I am dealing with galois theory at the moment and I came across with an example in the lecture and I got a question:
Let $K=\mathbb Q$ and $L=\mathbb Q(\sqrt{2},\sqrt{3})\subset \mathbb C$. Lets consider the field-extension $L/K$
Because of $[L:K]=[L:K(\sqrt{2})]\cdot [K(\sqrt{2}):K]=4$
Question 1: How we can argue that the minimal polynomial of $\sqrt{3}$ in $K(\sqrt{2})$ is still $x^2-3?$ I.e. we have to show that $\sqrt{3}\notin K(\sqrt{2})$. It seems trivial, but i would like to see an argument.
Because of $L$ is a splitting field of $f(X)=(x^2-3)(x^2-2)$ $L/K$ we have a galois-extension.
Question 2: Then we concluded that $|G|=|Gal(L/K)|=4$ but why? Does it holds that $|[L:K]|=|G|$ in any case? The definition of $Gal(L/K)$ is $Gal(L/K)=Aut_K(L)$, but i thought that $K$-automorphisms are already defined if we know the images of all generater of the extension, hence $|G|$ must be 2.
The rest is clear to me. We noticed that there are only $2$ groups with order $4$, namely $\mathbb Z_4$ and $\mathbb Z_2 \times \mathbb Z_2$. And we saw that this group cant be cyclic, hence must be $\mathbb Z_2 \times \mathbb Z_2$.
I hope someone can answer my questions.
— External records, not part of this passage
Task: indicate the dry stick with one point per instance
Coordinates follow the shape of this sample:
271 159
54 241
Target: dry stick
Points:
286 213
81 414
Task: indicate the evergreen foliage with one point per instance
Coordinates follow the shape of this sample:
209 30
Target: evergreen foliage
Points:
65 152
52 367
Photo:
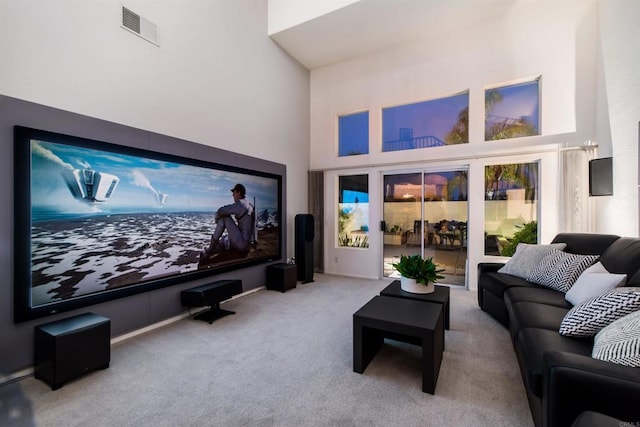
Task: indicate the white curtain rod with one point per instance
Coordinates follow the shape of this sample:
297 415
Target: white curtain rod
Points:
473 156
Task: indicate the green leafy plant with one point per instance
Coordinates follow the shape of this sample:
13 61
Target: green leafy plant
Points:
528 233
423 270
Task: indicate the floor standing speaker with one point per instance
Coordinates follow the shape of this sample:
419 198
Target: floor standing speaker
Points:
304 247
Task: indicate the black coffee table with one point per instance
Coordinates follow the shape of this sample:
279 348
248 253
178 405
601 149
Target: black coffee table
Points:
402 319
440 295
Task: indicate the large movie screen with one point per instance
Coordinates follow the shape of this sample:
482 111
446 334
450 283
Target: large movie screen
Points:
98 221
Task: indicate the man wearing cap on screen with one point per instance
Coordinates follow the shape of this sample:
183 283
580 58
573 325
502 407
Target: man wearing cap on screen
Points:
237 220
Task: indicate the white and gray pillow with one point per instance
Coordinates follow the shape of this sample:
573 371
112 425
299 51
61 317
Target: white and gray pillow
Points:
588 318
527 257
559 270
594 281
620 341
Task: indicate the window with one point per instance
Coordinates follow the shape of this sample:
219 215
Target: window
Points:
432 123
511 206
353 134
512 111
353 211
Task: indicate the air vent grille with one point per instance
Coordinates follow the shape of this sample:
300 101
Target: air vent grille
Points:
141 27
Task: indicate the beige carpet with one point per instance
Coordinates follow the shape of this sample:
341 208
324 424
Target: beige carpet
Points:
286 360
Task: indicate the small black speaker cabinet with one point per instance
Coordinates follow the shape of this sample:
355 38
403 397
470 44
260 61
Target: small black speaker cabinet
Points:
304 247
281 277
601 177
68 348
Also if someone knows a useful link to this topic I will be very glad about it.
Actually, you cannot argue that $[L/K(\sqrt 2)] = 2$ without knowing the degree of minimal polynomial of $\sqrt 3$ over $K(\sqrt 2)$. What you do know is that the degree is at most $2$, since it is the root of $x^2-3$. Thus, you can conclude $[L/K]\leq 4$ and that it is divisible by $2$, because $[K(\sqrt 2)/K] = 2$. So, $[L/K]$ is either $2$ or $4$. If it were $2$, it would imply $[L/K(\sqrt 2)] = 1$, thus $\sqrt 3\in\mathbb Q(\sqrt 2)$, and you can proceed as Andrea suggested, deriving contradiction and concluding $[L/K] = 4$.
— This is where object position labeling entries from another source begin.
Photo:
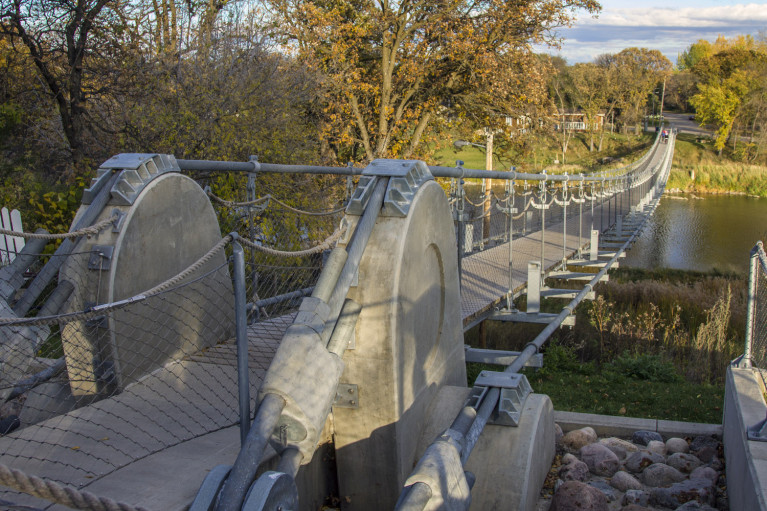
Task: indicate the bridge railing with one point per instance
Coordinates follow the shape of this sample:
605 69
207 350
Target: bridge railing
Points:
171 348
For the second question, it is one of the first thing one proves in Galois theory that the number of automorphisms coincides with the degree of the extension. It can easily be proved by induction and the fact that $[L/K][K/E] = [L/E]$. But, you are mistaken when you say that there are only $2$ possibilities where automorphism can send generators. $\sqrt 2$ can be sent to $\pm\sqrt 2$ and $\sqrt 3$ to $\pm\sqrt 3$, thus $4$ possibilities, as wanted. This actually directly gives $\operatorname{Gal}(L/K) = \mathbb Z_2\times\mathbb Z_2$, as you stated.